The standard narrative of the onward march of medical progress over the last 70 years focuses naturally enough on the “major breakthroughs” of miracle drugs and pioneering operations. But just as impressive in its way has been the steady incremental transformation of the prospects for the physically and mentally disabled. The backstory to the “historic” parliamentary approval a fortnight ago of the Down’s Syndrome Bill is a case in point.
Over several decades the average life expectancy of children born with Down’s has improved almost fivefold from a mere 10 years to more than 50. Previously confined to institutions with no formal education, many now attend mainstream schools gaining academic qualifications that lead to paid employment. It verges on the incredible – how did this come about?
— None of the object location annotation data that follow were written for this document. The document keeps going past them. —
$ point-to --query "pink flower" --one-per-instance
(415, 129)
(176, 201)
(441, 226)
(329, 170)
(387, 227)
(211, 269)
They have, like all children, benefitted from the many advances in modern medicine but particularly open heart surgery to repair those serious cardiac defects that are a common feature of the condition. Then living longer it became apparent that at least some of their intellectual deficit was not intrinsic, but compounded by the sensory deprivation of impaired sight and hearing due to eminently treatable conditions such as refractive errors, cataracts and “glue ear”.
But the great leap forward – obvious in retrospect if a profoundly imaginative insight at the time – was still to come. For all that had been achieved most children with Down’s still attended special schools. They were thus denied, inferred psychologist Professor Sue Buckley, the crucial stimulus for the acquisition of speech and verbal reasoning in interacting with their peers. That would require them to be placed from an early age into mainstream schools, some gaining academic qualifications, and adapting the curriculum and teaching methods to address their specific needs.
The results of this experiment when reviewed 10 years later were astonishing with a massive improvement in their expressive language and communication skills. With that came the hope that as adults they could live fuller, richer and longer lives than could ever have been supposed. Hence the Down’s Syndrome Bill requires the Health Secretary to issue statutory guidance to local authorities to ensure this comes about. A remarkable story indeed.
This week’s query comes courtesy of Mrs EA from Swansea who for the past few years has had periods of being overwhelmed by nausea and the desire to bring up wind. “I have no appetite and have to force myself to eat,” she writes “and even then I lost a stone in weight”. Then quite suddenly for no apparent reason, all is well again until the next relapse. Her doctors have been very thorough in their investigations but unable to find a physical explanation and have suggested she must be depressed. A course of antidepressants exacerbated her symptoms. Might anyone similarly troubled, she wonders, have any useful suggestions?
Finally, further to the merits of a generous glass of red wine every evening in reducing the number of those nocturnal trips to the bathroom, the more abstemious have pointed out this, unfortunately, exceeds their weekly limit. Fortuitously a reader writes to tell of a non-alcoholic alternative. Browsing the internet he read a report claiming that pumpkin seed oil mitigates the urinary frequency in those with prostate problems or an overactive bladder. He duly purchased a supply of capsules from his local health food store. “The results have been quite remarkable,” he writes “ I now sleep through the night undisturbed”. This strikes him as being almost too good to be true, making him wonder whether there might be a downside. Apparently not. Professor Jun Nishihira of Japan’s Hokkaido University reports that a 12-week course of pumpkin oil in 45 patients with an overactive bladder “significantly improved all their urinary symptoms” with no adverse effects. It is, he notes, “safe and well tolerated”.